I was recently asked to be part of the planning committee for the new library, set to break ground in 2010-2011. I’m pretty excited about it. Geeked would be a better word, perhaps. In any case, a big chunk of my dissertation speculated on the future of libraries, so it’s fun to be involved in planning one. I’ve been thinking about the library a bit–whether we can still define it as a physical building, for instance, or if the emergence of the web has forever changed this notion. I’m a believer that it has–and that a library is more of an idea than a concrete building.
The new library, I think, should be built on the theory that information is collaboratively constructed and very dynamic in nature, expanding at a breath-taking pace. This is not to say that there is no space in a library for print books. The opposite is actually true: digitizing information clears space for works that are unavailable or unpalatable in digital format.
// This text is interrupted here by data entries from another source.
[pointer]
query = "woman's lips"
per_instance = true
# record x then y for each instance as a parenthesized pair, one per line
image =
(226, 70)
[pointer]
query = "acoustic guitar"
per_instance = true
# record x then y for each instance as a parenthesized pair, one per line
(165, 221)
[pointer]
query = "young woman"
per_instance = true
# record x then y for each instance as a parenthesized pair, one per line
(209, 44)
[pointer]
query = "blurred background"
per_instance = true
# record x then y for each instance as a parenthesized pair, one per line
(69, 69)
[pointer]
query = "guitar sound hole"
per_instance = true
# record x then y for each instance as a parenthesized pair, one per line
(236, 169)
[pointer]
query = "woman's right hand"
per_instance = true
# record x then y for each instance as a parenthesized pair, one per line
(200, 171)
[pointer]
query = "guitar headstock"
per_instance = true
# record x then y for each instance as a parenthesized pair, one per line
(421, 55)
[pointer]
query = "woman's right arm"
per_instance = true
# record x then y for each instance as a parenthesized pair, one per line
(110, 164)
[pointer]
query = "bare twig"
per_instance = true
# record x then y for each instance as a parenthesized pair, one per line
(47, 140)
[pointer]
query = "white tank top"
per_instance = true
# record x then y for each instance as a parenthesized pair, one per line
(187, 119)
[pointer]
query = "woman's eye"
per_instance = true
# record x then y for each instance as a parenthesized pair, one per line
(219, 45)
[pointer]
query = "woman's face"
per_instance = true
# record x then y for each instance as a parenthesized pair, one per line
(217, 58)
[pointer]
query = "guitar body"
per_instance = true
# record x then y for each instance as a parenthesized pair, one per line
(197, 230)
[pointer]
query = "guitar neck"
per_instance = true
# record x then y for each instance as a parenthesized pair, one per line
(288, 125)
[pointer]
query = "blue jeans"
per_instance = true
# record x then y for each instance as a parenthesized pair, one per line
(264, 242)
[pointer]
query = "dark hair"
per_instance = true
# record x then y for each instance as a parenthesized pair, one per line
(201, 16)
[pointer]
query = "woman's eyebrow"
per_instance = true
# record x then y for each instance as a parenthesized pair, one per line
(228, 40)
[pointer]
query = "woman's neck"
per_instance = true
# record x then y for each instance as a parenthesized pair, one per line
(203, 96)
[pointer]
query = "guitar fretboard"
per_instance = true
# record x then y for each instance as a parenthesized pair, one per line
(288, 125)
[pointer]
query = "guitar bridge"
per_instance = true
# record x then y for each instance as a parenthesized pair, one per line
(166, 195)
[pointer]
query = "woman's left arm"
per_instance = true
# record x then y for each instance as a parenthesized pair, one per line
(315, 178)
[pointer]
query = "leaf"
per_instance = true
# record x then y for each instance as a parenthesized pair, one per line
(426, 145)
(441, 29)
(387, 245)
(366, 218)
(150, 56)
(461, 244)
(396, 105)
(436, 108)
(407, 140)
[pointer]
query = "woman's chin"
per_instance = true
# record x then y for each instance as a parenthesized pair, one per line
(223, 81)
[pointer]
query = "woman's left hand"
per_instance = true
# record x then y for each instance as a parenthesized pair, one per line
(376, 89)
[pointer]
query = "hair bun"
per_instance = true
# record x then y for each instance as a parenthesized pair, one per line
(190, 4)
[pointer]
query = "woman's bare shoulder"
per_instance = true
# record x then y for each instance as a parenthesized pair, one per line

I would like to see our library interface operate in a way that acknowledges the social and dynamic nature of information. I think the social network offers a pretty compelling platform for this to happen, and I’ve sketched out a prototype of what this might look like, included below. I usually ask for feedback in my blog posts, but this time it is especially important that you tell me what you think of the model below. Does it make sense to you?
Update: My colleague Rachel Anderson makes the excellent observation that faculty could use this kind of system for course readings, which would then be made available to students in the class. I also think that users could annotate the sources they found (think Amazon reviews), since one big part of the research process is discerning the quality sources from the less helpful ones. Users (faculty included) would be able to supply short annotations of the sources they discover.
Update: Another idea is that one widget could be “my courses,” where students could access resources created by their professors. A link to Blackboard would also work here.